To do that, you'll engage in a top-down action game that recalls Gauntlet and its numerous successors. The game supports up to four players playing cooperatively on the same Xbox, with each player controlling a different character. The differences between the four kids are mostly cosmetic as far as we could tell. At the outset, you can pick up and throw most objects in the environment. But a number of melee weapons, such as axes, knives, katanas, and so on, will soon become available. Although you can use any weapon with any character, each kid has his or her own favorite with which he or she will be faster and more proficient.

As you fight through areas like Zach's house, the surrounding suburbia, and the "shopping maul," you'll also pick up all sorts of spare parts, such as old pipes and bicycle frames lying around the environment. When you collect enough of the right parts, you can visit a cantankerous old junkman who will help you assemble them into improvised weapons, mostly of the ranged variety, that will help you fight off the hordes of zombies. Because the weapons are made out of household objects that you've managed to salvage during the zombie apocalypse, you get things like a CD launcher, a potato gun, and a taser made out of a cell phone.

The action in Monster Madness has a frantic, button-mashy feel to it primarily because it's so chaotic and there are so many enemies running around at once. These aren't the slow, shambling, Night of the Living Dead zombies you'd probably expect, but rather the more unnerving and quick-footed monsters like in 28 Days Later. In addition to the pervasive undead menace, each level has a number of traps built into it. For instance, in the first level, the kitchen floor becomes flooded and then electrified by fallen appliances, so naturally you'll want to avoid walking into such appliances whenever possible.

Nothing stops a zombie in his tracks like dual nailguns to the face.
Nothing stops a zombie in his tracks like dual nailguns to the face.

Outside the main zombie slaughter, Monster Madness has a versus mode for up to 16 players that recalls games like Power Stone and Super Smash Bros. You'll do battle with each other in a number of enclosed arenas that are as dangerous as your opponents, so you've got to look out for all the death traps, as well as the whirling blades, rockets, and so on that will be coming at you. In the level we tried, a spiked roller continually menaced one corner; a large portion of the level was covered with acid; and one of the better power-ups was tucked behind a guillotine that was tough to dodge through without getting sliced in half.

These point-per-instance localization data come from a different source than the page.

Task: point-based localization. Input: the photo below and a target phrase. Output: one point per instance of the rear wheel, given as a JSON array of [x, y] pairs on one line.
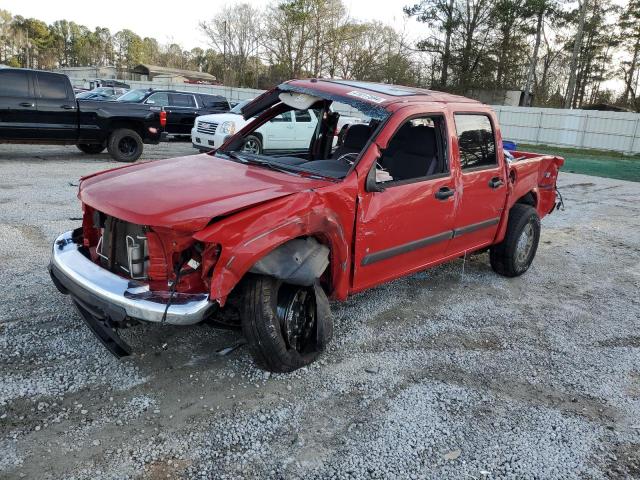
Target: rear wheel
[[252, 144], [91, 149], [513, 256], [125, 145], [280, 323]]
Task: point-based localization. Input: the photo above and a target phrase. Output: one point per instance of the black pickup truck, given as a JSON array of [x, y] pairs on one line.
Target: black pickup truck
[[40, 107], [181, 107]]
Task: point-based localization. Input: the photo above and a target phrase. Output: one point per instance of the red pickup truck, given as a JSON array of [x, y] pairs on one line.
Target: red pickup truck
[[261, 242]]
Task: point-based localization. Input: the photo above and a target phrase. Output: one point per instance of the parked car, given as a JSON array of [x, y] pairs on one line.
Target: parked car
[[261, 241], [102, 93], [40, 107], [182, 107], [288, 132]]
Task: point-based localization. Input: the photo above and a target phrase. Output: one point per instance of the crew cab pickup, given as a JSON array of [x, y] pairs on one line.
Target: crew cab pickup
[[40, 107], [262, 242]]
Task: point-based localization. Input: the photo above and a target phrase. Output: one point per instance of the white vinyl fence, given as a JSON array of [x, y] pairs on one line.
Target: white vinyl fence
[[618, 131], [565, 128], [232, 94]]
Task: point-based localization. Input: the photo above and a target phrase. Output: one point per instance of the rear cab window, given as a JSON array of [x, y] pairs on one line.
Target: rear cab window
[[210, 101], [476, 141], [14, 83], [52, 86], [160, 99]]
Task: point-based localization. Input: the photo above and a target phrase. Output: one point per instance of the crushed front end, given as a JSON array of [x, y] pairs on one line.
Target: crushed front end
[[118, 273]]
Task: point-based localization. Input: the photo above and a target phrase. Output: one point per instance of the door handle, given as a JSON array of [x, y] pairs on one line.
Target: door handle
[[495, 182], [444, 193]]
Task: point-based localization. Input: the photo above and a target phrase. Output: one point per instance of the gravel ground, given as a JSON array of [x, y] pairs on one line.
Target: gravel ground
[[443, 374]]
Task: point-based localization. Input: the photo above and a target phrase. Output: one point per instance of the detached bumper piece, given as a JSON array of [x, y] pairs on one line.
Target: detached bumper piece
[[107, 301]]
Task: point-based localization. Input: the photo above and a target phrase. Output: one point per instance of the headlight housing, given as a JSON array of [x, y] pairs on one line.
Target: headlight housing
[[227, 128]]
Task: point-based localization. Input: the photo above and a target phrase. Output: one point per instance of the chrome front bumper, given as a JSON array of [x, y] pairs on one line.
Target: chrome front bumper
[[75, 274]]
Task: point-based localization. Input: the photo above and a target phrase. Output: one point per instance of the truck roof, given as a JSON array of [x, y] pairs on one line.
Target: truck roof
[[378, 93]]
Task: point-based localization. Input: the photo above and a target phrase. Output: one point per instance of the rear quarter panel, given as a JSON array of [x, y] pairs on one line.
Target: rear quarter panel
[[535, 173]]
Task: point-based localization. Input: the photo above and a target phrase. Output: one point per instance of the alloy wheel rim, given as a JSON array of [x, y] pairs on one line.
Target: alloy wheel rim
[[127, 146], [524, 245], [296, 313], [251, 146]]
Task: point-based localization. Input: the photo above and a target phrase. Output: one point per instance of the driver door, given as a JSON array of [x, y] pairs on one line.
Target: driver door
[[407, 224], [278, 132]]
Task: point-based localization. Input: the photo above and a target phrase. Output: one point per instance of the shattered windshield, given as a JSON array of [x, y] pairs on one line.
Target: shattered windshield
[[306, 135]]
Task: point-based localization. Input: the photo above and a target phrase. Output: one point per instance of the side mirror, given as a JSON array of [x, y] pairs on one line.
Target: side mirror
[[370, 184]]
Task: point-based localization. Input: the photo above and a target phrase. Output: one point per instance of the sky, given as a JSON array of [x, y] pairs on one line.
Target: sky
[[180, 25]]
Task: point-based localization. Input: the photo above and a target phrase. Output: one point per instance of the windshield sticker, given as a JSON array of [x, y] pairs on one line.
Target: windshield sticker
[[366, 96]]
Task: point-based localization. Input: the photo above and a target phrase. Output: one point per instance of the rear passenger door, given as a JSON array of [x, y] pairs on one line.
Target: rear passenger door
[[181, 113], [482, 181], [304, 128], [57, 108], [406, 222], [18, 113]]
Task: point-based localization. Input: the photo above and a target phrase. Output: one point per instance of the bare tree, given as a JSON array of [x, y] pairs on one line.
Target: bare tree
[[235, 32]]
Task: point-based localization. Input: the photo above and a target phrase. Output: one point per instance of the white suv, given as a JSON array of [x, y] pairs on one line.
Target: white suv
[[288, 131]]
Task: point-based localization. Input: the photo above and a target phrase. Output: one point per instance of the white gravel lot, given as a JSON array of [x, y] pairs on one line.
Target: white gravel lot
[[438, 375]]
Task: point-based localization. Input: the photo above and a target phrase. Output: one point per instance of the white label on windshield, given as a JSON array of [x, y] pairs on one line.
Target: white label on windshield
[[366, 96]]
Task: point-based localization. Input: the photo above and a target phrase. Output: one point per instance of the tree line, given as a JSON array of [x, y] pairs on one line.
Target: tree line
[[560, 52]]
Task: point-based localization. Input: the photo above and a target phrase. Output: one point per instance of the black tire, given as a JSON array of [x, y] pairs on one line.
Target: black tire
[[125, 145], [263, 325], [513, 256], [252, 144], [91, 148]]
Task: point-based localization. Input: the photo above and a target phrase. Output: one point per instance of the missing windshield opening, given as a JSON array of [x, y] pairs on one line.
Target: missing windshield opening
[[306, 134]]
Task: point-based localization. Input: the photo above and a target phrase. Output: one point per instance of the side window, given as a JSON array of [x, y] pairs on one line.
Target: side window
[[14, 83], [476, 141], [52, 86], [415, 151], [161, 99], [214, 102], [181, 100], [283, 117], [303, 116]]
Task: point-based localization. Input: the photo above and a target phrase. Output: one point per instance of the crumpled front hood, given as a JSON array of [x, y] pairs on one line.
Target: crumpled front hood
[[186, 193]]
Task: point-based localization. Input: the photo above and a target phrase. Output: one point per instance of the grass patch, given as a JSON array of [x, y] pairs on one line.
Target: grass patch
[[600, 163]]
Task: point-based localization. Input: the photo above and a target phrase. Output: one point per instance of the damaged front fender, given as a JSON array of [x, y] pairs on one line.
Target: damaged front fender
[[293, 238], [299, 262]]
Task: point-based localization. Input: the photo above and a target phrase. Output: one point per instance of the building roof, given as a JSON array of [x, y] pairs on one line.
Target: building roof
[[153, 70]]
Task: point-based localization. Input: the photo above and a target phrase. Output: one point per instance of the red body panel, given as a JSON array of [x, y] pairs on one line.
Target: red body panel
[[243, 212], [186, 193]]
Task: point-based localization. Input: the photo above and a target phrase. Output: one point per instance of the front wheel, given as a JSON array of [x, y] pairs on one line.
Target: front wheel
[[90, 148], [513, 256], [285, 325], [125, 145]]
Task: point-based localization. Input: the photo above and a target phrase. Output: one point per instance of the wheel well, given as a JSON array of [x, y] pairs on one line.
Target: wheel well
[[530, 198], [132, 125]]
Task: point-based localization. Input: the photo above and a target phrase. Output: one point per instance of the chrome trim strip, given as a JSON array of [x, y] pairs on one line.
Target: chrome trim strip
[[135, 298], [425, 242], [475, 226]]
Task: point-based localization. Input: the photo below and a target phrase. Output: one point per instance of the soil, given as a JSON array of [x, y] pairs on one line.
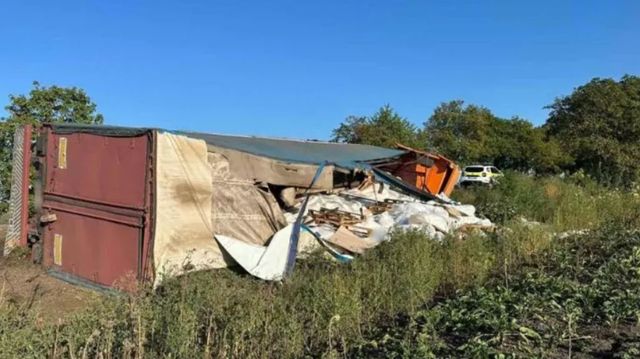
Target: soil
[[28, 286]]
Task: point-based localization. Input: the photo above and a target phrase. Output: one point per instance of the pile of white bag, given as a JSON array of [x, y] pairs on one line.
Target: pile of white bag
[[436, 219]]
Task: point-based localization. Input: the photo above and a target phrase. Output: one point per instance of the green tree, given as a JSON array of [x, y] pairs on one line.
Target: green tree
[[42, 104], [472, 134], [461, 132], [599, 124], [384, 128]]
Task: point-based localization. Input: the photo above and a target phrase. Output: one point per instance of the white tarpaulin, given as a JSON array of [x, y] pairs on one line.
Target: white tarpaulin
[[183, 240]]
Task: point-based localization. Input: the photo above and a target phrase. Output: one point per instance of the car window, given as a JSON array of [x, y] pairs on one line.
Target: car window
[[474, 169]]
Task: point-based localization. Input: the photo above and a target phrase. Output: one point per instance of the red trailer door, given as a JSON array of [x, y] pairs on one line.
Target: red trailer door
[[98, 187]]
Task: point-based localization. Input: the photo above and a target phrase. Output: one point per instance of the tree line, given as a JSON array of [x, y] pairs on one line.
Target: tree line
[[595, 129]]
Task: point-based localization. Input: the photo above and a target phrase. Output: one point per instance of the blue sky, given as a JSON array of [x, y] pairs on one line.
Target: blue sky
[[298, 68]]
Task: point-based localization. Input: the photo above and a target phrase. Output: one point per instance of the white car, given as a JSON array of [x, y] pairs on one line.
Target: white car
[[480, 174]]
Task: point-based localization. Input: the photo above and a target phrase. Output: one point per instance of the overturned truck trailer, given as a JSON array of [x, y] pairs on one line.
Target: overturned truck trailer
[[114, 206]]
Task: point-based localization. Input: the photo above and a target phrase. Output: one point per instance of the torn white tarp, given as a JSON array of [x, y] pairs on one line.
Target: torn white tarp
[[268, 263]]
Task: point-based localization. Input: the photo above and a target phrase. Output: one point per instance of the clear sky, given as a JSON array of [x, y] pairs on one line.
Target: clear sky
[[298, 68]]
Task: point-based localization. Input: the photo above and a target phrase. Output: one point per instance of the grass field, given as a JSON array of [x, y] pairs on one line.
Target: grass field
[[562, 281]]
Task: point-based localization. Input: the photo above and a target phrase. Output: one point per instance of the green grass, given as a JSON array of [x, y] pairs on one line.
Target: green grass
[[332, 310]]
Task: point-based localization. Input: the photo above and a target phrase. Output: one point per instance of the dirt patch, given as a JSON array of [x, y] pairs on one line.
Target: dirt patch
[[28, 286]]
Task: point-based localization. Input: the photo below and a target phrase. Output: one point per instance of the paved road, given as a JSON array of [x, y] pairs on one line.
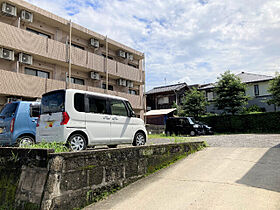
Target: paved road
[[232, 175]]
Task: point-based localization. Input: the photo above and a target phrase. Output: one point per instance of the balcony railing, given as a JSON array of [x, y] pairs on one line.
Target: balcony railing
[[17, 84], [24, 41]]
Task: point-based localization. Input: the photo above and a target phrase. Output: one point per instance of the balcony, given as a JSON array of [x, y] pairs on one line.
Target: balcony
[[17, 84], [24, 41]]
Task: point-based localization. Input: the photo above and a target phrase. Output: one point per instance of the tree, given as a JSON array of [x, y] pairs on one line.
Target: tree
[[194, 103], [230, 93], [274, 89]]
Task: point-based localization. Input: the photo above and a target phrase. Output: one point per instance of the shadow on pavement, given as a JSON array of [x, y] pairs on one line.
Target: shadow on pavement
[[265, 173]]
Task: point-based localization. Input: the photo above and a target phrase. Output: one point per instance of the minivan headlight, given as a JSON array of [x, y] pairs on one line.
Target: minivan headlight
[[196, 126]]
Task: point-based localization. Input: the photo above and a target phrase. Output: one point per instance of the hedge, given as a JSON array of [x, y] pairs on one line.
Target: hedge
[[250, 123]]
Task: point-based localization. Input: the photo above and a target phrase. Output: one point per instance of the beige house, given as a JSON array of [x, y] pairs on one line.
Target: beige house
[[39, 51]]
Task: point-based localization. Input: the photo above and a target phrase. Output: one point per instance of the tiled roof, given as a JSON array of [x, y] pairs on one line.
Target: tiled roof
[[167, 88], [245, 78]]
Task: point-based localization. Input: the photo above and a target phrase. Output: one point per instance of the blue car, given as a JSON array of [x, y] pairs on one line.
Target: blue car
[[18, 123]]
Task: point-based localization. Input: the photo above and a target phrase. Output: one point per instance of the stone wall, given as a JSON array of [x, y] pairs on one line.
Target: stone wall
[[76, 179]]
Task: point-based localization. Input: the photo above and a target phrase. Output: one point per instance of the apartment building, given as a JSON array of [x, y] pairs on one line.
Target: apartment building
[[40, 51]]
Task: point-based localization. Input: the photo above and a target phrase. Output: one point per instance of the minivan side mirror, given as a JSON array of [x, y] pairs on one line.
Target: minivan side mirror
[[132, 114]]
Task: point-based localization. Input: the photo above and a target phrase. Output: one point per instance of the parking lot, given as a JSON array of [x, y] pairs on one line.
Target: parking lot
[[232, 140]]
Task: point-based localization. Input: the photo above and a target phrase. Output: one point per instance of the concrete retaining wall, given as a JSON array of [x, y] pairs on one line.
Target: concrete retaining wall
[[72, 180]]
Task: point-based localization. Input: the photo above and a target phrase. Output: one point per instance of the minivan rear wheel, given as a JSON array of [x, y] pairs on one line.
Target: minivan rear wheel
[[25, 141], [77, 142], [139, 139]]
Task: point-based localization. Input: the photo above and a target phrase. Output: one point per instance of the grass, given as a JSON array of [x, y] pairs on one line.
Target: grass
[[58, 147]]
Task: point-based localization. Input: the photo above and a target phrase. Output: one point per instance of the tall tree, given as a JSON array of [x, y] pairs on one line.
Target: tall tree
[[274, 89], [194, 103], [230, 93]]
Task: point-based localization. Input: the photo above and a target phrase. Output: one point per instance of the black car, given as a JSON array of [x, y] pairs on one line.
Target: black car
[[186, 126]]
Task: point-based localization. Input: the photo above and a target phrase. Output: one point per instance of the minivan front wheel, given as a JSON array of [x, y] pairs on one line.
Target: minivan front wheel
[[139, 139], [25, 141], [77, 142]]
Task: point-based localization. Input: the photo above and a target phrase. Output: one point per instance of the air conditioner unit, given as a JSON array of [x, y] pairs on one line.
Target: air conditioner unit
[[10, 100], [9, 9], [94, 75], [26, 16], [94, 43], [122, 82], [24, 58], [7, 54], [121, 53], [129, 56], [129, 84]]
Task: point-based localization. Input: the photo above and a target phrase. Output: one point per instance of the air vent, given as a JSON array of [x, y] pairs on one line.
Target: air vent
[[94, 75], [94, 43], [9, 9], [121, 53], [7, 54], [24, 58], [26, 16]]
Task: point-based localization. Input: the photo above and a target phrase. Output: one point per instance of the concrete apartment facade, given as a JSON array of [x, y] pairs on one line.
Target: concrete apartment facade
[[39, 50]]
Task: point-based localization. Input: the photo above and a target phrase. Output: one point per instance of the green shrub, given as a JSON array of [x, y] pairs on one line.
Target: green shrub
[[248, 123]]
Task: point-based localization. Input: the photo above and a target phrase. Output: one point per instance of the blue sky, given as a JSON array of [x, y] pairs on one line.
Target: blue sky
[[191, 41]]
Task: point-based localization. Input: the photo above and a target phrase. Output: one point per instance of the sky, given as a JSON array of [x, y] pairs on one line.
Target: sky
[[192, 41]]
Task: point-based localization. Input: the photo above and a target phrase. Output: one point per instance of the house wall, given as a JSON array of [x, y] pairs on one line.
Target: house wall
[[51, 54], [259, 100]]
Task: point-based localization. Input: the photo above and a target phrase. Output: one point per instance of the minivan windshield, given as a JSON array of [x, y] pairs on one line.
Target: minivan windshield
[[53, 102], [9, 110]]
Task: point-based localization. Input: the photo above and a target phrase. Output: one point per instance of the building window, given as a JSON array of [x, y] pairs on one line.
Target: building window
[[38, 73], [256, 90], [132, 65], [110, 87], [210, 96], [77, 81], [163, 100], [109, 57], [38, 33], [77, 46]]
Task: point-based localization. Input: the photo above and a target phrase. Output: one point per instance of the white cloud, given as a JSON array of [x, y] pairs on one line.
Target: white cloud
[[185, 40]]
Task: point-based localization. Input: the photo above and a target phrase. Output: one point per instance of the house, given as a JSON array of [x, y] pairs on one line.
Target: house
[[257, 90], [40, 51], [159, 116], [164, 97]]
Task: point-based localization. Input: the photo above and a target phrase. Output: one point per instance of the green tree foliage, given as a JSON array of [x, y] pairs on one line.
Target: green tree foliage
[[274, 89], [194, 104], [230, 93]]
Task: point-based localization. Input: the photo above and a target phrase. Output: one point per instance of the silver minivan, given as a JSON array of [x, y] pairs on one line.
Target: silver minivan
[[81, 118]]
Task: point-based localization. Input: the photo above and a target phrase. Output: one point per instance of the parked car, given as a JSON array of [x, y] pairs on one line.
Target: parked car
[[206, 130], [18, 123], [186, 126], [81, 118]]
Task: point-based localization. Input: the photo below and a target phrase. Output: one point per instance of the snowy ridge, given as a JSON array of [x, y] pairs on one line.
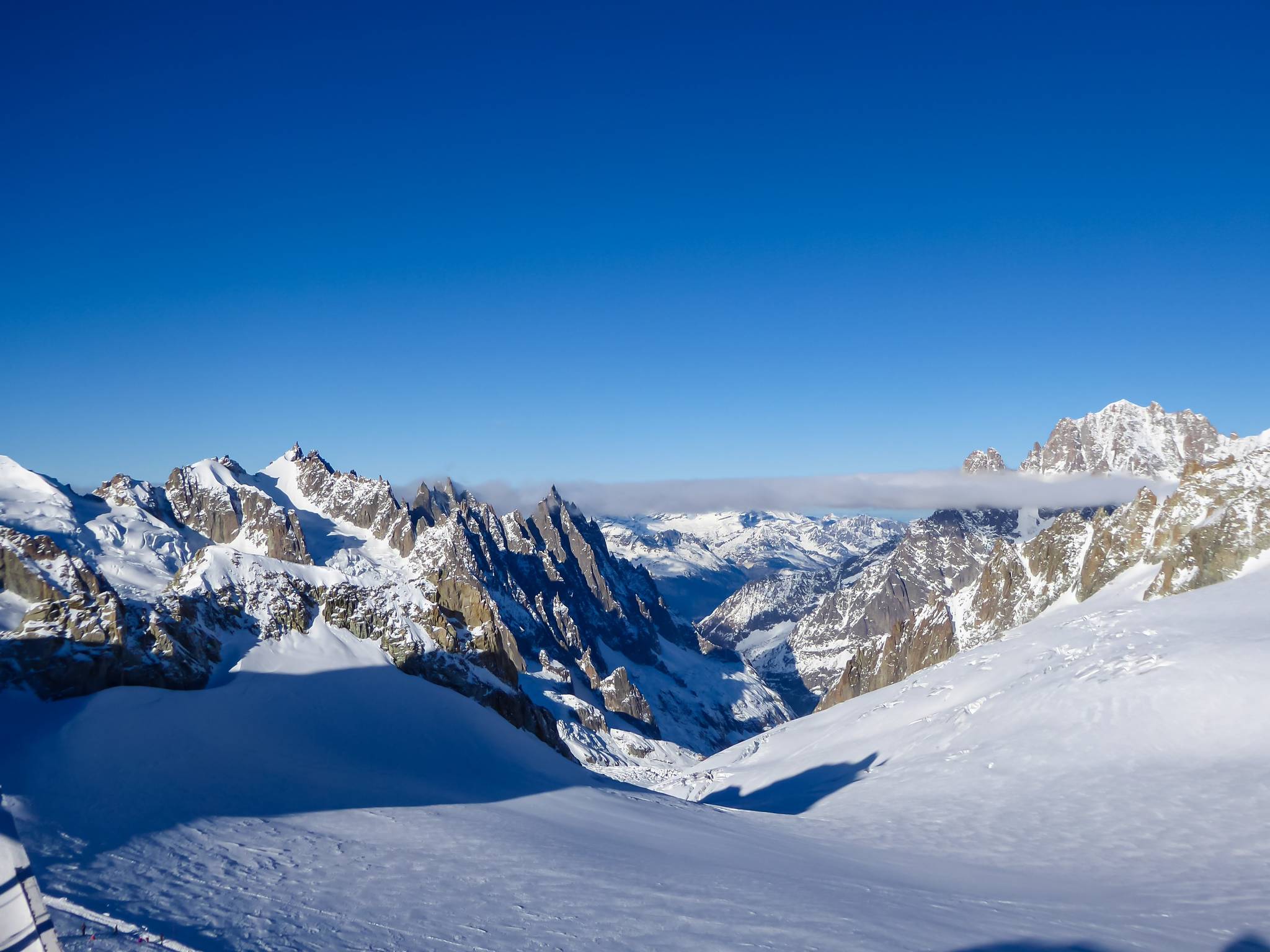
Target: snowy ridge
[[1123, 437], [172, 586]]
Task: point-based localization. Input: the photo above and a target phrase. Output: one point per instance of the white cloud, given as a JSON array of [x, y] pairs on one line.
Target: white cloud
[[921, 490]]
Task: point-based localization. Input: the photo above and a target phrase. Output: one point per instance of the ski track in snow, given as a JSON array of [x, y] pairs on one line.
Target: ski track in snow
[[1099, 776]]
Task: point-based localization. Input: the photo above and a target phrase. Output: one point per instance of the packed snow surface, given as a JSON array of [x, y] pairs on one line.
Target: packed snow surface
[[1099, 776]]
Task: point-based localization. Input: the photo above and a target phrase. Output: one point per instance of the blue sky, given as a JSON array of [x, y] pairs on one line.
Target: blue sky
[[582, 243]]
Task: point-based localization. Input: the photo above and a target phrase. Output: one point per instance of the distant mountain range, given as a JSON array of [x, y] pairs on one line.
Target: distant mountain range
[[699, 560], [580, 631]]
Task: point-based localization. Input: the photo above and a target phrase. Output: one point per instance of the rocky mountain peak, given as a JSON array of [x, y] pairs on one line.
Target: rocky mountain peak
[[1124, 437], [984, 461]]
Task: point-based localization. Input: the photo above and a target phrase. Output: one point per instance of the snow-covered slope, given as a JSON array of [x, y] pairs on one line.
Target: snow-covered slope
[[1123, 437], [699, 560], [910, 611], [1114, 742], [530, 616], [1093, 781]]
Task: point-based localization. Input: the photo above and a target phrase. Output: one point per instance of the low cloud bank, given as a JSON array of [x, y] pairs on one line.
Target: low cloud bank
[[922, 490]]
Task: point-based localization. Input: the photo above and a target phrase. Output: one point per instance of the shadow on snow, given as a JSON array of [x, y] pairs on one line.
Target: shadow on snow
[[797, 794]]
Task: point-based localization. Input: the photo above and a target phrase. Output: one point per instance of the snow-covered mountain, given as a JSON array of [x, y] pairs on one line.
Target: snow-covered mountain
[[528, 615], [1101, 746], [1123, 437], [1094, 781], [915, 607], [700, 560]]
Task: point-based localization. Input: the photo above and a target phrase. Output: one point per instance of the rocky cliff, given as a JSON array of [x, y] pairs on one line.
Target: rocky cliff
[[531, 616], [973, 586]]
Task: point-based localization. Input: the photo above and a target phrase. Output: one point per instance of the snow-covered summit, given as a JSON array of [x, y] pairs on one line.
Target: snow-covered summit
[[531, 616], [701, 559], [1124, 437]]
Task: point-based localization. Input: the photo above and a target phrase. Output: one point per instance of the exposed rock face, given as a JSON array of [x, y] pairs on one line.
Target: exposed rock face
[[963, 587], [214, 499], [123, 490], [1117, 541], [1143, 441], [564, 599], [362, 501], [623, 697], [459, 596], [1020, 580], [923, 639], [1213, 524], [1203, 534], [78, 637], [984, 461], [936, 558], [700, 560]]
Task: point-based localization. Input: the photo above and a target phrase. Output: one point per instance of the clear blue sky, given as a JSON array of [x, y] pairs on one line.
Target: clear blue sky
[[667, 240]]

The team at Artificial purportedly comprises younger developers, primarily in their early 20s, who are cutting their teeth on the Xbox 360's graphical muscle. Monster Madness looks good visually, with some nice lighting effects and a solid overall level of detail, though we'd like to see the frame rate tightened up before release. The game's cutscenes are rendered in a comic book style, with slightly animating panes and such, and were drawn by a team of comic book artists based in Colombia. An actual comic book that will flesh out the story of the game will also be packed in with the game, for those who want to delve deeper. You can look for Monster Madness on the Xbox 360 and PC in mid-April, and we'll have a full review of the game around that time.